The report also refers to “a number of cultural and control environment factors which have allowed the fraud to take place”, including Mr Sargeant’s having been seen by those interviewed to be acting with the “authority of the Bishop” — Lord Chartres — until the latter’s retirement. “There was also reference to MS undertaking pastoral work and decisions, which were outside of his remit.”

The report finds that, “over time”, Mr Sargeant “came to dominate” CCGC, “which became a ‘rubber stamp’ with the decisions officially approved by Bishop Richard, but it was not known if the Bishop ever disagreed with a CCGC decision”.

Churches operating independently or on a siloed basis contributed to the culture that led to Mr Sargeant’s exploitation, but the report puts more weight on “a lack of transparency of financial information and decision making and an absence of independent reporting and audit”.

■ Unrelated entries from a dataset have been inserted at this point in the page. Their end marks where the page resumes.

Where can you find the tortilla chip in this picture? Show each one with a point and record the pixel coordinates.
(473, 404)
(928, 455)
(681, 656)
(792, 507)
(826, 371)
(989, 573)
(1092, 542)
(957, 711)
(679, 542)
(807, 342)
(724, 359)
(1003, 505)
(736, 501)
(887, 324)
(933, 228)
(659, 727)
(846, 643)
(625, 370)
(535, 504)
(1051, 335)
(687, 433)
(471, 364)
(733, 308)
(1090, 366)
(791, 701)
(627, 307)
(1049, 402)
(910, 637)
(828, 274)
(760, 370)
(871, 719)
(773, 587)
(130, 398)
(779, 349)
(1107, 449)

Moreover, “Where issues were raised, these appear to have not been recognised for their potential significance and investigated/actioned.”

The report makes several recommendations, some of which, it says, are already being put in place by the LDF. These include the development by the LDF of a set of working templates and procedures for churches to adapt to financial and operational management; this should consider mentoring support and sponsorship.

A set of fraud-awareness materials and basic financial training for new priests, treasurers, and PCCs should be created, it says; and the Whistleblowing Policy should be reviewed, including the way in which issues are reported, triaged, and investigated. The current policy is “not always clear as to what a disclosure is and how this would be investigated. There also needs to be independence in the reporting process where concerns are not being addressed.”

Other recommendations are: a working group should be established to compare good negotiation, including tracking money and receipts; CCGC grant processes should be documented and easily available to churches; end-of-project financial audits should be completed; minutes and expenditure summaries should be published to improve transparency; and the LDF should confirm all bank accounts and signatories to be used as a reference point for handover for new roles.

Finally, it recommends that “an auditable trail should be maintained. There should be a co-ordinated follow up of church rates collected, with the churches comparing what could have been collected to actuals to ascertain if there are any additional fraudulent amounts due to the church which have been paid to one of the two bank accounts maintained by MS.”